Categories and names are exclusive provinces of the left hemisphere. If you are hung up on an ideology, whether Democracy, Republicanism, Marxism, or Anarchism, you’re stuck in your left hemisphere. If you defend your positions with logic and words, you’re stuck in your left hemisphere. If you can’t imagine an alternative, you are really stuck in the left. I’ll stop here.

Science and Scientism

How did we get here and come to this? Science was receptive to right hemisphere influence up until about the 1970s. That’s where Scientism began to take hold. Scientism is when faith in science becomes a religion.

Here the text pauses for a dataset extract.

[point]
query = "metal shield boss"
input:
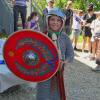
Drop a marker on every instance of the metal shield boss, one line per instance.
(31, 55)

I feel that many scientists today are less likely to hold a belief in Scientism as a religious belief. Paradoxically, I think this is more apt to be a faith held by non-scientists. Unfortunately, this faith is exploited by politics as exemplified by the recent trust in science campaign perpetrated by politicians, which is to say non-scientists with their own agenda, whether they practised Scientism or not.

The problem is that the left hemisphere has an outsized ego. It thinks it’s always right. In practice, it’s right about half the time. Because of its reliance on stored data and a ‘belief’ that it doesn’t need to fresh its data until it’s effectively overwhelmed and acquiesced. It fails to give enough weight to the experienced world, so that it shifts belief further and further left, which is to say further from reality as it is.

It trusts the symbol of the tree more than the tree itself. We may all be familiar with stories of cars driving down train tracks and off cliffs because the SAT-NAV user put more faith in their device than the world outside. This is the risk companies face as well, choosing to believe that the documented process is superior to the system in and of itself.

Getting on About?

You may be wondering what inspired me to write this and where I get my information. My realisation started in chapter 9 of The Matter with Things and was reinforced by this video interview by its author, Iain McGilchrist.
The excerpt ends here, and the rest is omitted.